Boston Properties reported a net loss attributable to BXP, Inc. of $(230.0) million, or $(1.45) per diluted share, primarily due to impairment charges totaling approximately $341.3 million related to the Company’s investments in three unconsolidated joint ventures. Diluted FFO per share was $1.79.
Boston Properties reported a net income attributable to BXP, Inc. of $83.6 million, or $0.53 per diluted share, and FFO attributable to BXP, Inc. of $286.9 million, or $1.81 per diluted share for the quarter ended September 30, 2024.
BXP, Inc. reported net income attributable to BXP, Inc. of $79.6 million, or $0.51 per diluted share, and FFO attributable to BXP, Inc. of $278.4 million, or $1.77 per diluted share. The company changed its corporate name from Boston Properties, Inc. to BXP, Inc.
Boston Properties reported a net income attributable to the company of $79.88 million, with diluted EPS of $0.51. The diluted FFO per share was $1.73. The company's share of same property NOI decreased by 1.9% excluding termination income.
Boston Properties reported a net income of $119.9 million, or $0.76 per diluted share, and FFO of $286.2 million, or $1.82 per diluted share. The company continued to execute its strategy of focusing on premier workplaces in dynamic gateway markets.
Boston Properties reported a net loss attributable to Boston Properties, Inc. of $(111.8) million, or $(0.71) per share, for the quarter ended September 30, 2023, compared to a net income of $104.3 million, or $0.66 per share, for the previous quarter. FFO attributable to Boston Properties, Inc. remained relatively stable at $292.8 million, or $1.86 per share. The results were impacted by a significant loss from unconsolidated joint ventures due to impairment charges.
Boston Properties reported a net income attributable to Boston Properties, Inc. of $104.3 million, or $0.66 per diluted share, and FFO attributable to Boston Properties, Inc. of $292.8 million, or $1.86 per diluted share for the quarter ended June 30, 2023.
Boston Properties reported a net income attributable to the company of $77.89 million and FFO attributable to the company of $271.95 million for Q1 2023. The company's revenue reached $803.20 million.
Boston Properties' Q4 2022 earnings showed a net income attributable to Boston Properties, Inc. of $121.79 million, or $0.78 per diluted share. The company's FFO attributable to Boston Properties, Inc. was $292.94 million, or $1.86 per diluted share. Revenue for the quarter totaled $789.82 million.

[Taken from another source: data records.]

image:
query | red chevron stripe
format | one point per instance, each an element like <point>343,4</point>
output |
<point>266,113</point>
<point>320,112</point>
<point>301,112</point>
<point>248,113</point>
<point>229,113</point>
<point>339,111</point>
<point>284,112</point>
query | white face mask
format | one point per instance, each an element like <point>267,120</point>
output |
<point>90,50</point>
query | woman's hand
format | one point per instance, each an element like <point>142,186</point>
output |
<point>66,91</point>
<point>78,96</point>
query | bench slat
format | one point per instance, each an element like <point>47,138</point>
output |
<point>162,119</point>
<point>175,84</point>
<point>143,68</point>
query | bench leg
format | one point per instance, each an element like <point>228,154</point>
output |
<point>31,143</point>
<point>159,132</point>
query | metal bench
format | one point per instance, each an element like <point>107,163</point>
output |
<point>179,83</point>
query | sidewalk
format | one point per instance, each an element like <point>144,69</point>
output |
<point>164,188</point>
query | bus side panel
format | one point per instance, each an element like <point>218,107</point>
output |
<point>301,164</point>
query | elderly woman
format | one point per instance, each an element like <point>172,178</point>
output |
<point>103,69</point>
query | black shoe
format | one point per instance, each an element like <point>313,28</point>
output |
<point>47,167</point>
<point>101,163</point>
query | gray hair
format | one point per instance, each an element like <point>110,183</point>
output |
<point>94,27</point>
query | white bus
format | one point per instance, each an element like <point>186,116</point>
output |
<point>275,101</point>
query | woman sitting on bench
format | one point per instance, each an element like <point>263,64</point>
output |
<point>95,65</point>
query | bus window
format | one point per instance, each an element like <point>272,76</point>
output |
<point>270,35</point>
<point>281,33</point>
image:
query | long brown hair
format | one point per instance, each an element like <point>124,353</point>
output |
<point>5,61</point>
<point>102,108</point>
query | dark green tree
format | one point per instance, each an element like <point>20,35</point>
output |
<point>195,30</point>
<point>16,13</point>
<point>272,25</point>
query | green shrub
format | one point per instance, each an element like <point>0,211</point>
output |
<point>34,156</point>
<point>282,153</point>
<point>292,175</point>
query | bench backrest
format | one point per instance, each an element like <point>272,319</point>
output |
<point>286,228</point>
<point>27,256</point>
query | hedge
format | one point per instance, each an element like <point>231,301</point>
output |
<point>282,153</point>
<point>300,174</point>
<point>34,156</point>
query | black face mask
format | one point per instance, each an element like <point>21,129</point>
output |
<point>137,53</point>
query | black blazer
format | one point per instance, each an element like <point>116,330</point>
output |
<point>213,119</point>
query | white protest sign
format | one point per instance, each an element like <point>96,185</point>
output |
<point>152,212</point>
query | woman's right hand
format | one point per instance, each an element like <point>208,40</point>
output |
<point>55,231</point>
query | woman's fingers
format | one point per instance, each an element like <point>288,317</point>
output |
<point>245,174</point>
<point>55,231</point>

Boston Properties reported a strong Q3 2022, with a net income of $360.977 million and revenue of $790.523 million. The company benefited from gains on sales of real estate and solid performance across its key markets.
Boston Properties reported a net income attributable to Boston Properties, Inc. of $222.99 million, or $1.42 per diluted share, and FFO of $304.56 million, or $1.94 per diluted share for the quarter ended June 30, 2022. The increase in net income and FFO was primarily driven by strong leasing activity and same-store NOI growth.
Boston Properties reported a net income attributable to Boston Properties, Inc. of $143.05 million, or $0.91 per diluted share, and FFO attributable to Boston Properties, Inc. of $286.14 million, or $1.82 per diluted share for the quarter ended March 31, 2022.
Boston Properties reported a net income of $108.3 million, or $0.69 per diluted share. FFO reached $270.5 million, or $1.73 per diluted share. The company's in-service properties maintained a strong occupancy rate of 88.4%.
Boston Properties reported an increase in net income and FFO for Q2 2021, driven by strong leasing activity and effective cost management. The company's strategic focus on key markets and high-quality properties contributed to its positive financial results.
Boston Properties reported a decrease in revenue and net income for Q1 2021 compared to Q1 2020, primarily due to the impact of the COVID-19 pandemic. Revenue was $713.7 million, and net income attributable to Boston Properties, Inc. common shareholders was $91.6 million.
Boston Properties reported a decrease in revenue and net income for Q4 2020 compared to Q4 2019, largely due to the impact of the COVID-19 pandemic. The company experienced write-offs associated with accrued rent and accounts receivable, along with decreases in parking and hotel revenue. A non-cash impairment charge related to an unconsolidated joint venture property in Brooklyn, New York also affected net income.